Three times already this season, Tillman has faced the Rays, and three times the Orioles have won -- even a June 25 outing in which Tillman gave up 10 hits and six earned runs in five innings in an 8-6 win.

For the season, Tillman is 2-0 with a 3.78 ERA against the Rays -- he was 5-9 in his career against Tampa Bay this season, but is pitching well, with a 12-2 overall record and a 3.41 ERA. Orioles manager Buck Showalter said it's important to get quality starts coming out of the break after using four relievers in Friday's win.

"We're not going to have a rested bullpen the way we did tonight for the next 74 games," he said. "We were fortunate tonight -- you don't usually walk seven guys and win a game."

It hasn't mattered much who the Rays are facing on the mound of late -- they've lost seven straight and 23 of 26, the worst stretch in franchise history and worst by any team in baseball this season. It's also the worst 26-game stretch by any American League team since the 2003 Detroit Tigers.

What's more, the Orioles are 8-2 against the Rays this season, including six straight wins, their longest streak against Tampa Bay since 2007.

The challenge of ending the skid falls on left-hander Matt Moore, who has been mentioned as a trade possibility as the Rays move into seller mode as a result of playing in cellar mode with a 34-55 record.

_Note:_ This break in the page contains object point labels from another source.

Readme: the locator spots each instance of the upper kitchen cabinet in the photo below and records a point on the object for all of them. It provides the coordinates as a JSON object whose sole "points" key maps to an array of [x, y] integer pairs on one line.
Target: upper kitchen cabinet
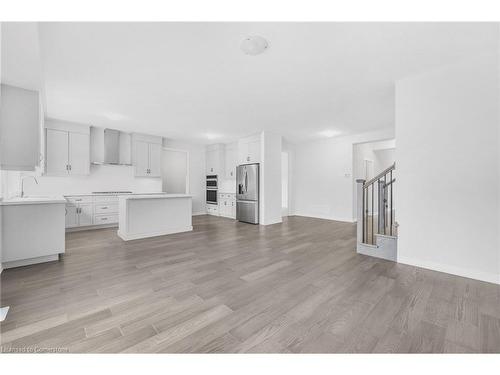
{"points": [[20, 127], [231, 160], [67, 148], [146, 155], [215, 160], [249, 150]]}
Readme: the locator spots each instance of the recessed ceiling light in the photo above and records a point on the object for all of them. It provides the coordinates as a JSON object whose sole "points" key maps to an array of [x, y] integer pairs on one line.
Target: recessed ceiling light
{"points": [[113, 116], [329, 133], [254, 45]]}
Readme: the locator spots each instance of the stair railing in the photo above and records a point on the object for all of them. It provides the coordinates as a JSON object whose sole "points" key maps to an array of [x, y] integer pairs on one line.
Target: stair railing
{"points": [[377, 204]]}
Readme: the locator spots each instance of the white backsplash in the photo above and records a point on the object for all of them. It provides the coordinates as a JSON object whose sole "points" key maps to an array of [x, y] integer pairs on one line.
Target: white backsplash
{"points": [[101, 178]]}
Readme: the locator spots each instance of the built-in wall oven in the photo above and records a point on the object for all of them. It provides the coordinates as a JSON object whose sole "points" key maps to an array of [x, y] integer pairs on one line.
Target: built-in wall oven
{"points": [[212, 187]]}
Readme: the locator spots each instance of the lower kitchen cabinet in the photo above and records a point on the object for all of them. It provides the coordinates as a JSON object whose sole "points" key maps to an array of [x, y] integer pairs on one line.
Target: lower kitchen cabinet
{"points": [[84, 211], [227, 205], [71, 217], [78, 215]]}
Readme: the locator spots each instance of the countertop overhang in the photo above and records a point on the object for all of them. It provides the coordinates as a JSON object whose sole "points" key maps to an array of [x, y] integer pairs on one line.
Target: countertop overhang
{"points": [[15, 201], [155, 196]]}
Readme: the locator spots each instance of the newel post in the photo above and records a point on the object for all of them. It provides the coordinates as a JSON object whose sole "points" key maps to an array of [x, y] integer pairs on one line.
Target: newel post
{"points": [[360, 208]]}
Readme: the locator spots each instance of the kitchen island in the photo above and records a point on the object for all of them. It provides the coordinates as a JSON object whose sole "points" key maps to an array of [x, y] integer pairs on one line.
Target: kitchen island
{"points": [[32, 230], [142, 216]]}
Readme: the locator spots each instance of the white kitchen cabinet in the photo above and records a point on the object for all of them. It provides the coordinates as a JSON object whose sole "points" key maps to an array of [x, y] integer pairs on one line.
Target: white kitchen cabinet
{"points": [[141, 158], [213, 209], [147, 156], [20, 120], [56, 155], [87, 210], [215, 160], [85, 214], [71, 217], [67, 150], [154, 160], [79, 154], [249, 150], [231, 160], [227, 205], [79, 214]]}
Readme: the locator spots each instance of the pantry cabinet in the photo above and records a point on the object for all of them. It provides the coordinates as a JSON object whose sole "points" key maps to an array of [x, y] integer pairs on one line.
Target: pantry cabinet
{"points": [[67, 151], [231, 160], [147, 155], [215, 160]]}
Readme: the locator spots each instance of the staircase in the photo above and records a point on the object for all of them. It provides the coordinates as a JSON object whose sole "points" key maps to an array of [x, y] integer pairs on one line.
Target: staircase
{"points": [[377, 228]]}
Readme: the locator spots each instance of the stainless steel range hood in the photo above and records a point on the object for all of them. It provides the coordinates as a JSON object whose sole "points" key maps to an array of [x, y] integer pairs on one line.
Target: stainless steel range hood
{"points": [[110, 146]]}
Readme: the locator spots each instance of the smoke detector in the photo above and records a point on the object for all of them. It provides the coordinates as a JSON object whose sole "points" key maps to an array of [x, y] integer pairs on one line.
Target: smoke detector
{"points": [[254, 45]]}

Moore has lost to the Orioles twice this season -- he has given up eight earned runs in 13 2/3 innings with 15 strikeouts but not much else to show. For his career, he's 5-6 against Baltimore with a 4.46 ERA.

Within the last five weeks and the Rays' terrible skid, Moore has been their best bet to win. In the last 29 games, he is 3-2 and the rest of the pitching staff is a combined 3-21.

That's nearly the opposite of Friday's starter, Chris Archer, who has seen the Rays win just once in his last 11 starts -- and none since June 6. The Rays brought Archer back out for the eighth inning in a tie game on Friday and it backfired, as he gave up the deciding run on a solo home run to Jonathan Schoop.

"We felt, or I felt, that Arch was the best option there to get those two righties," Rays manager Kevin Cash said of Archer's no-decision. "I still feel that way. He just left a pitch up ... a slider up to Schoop."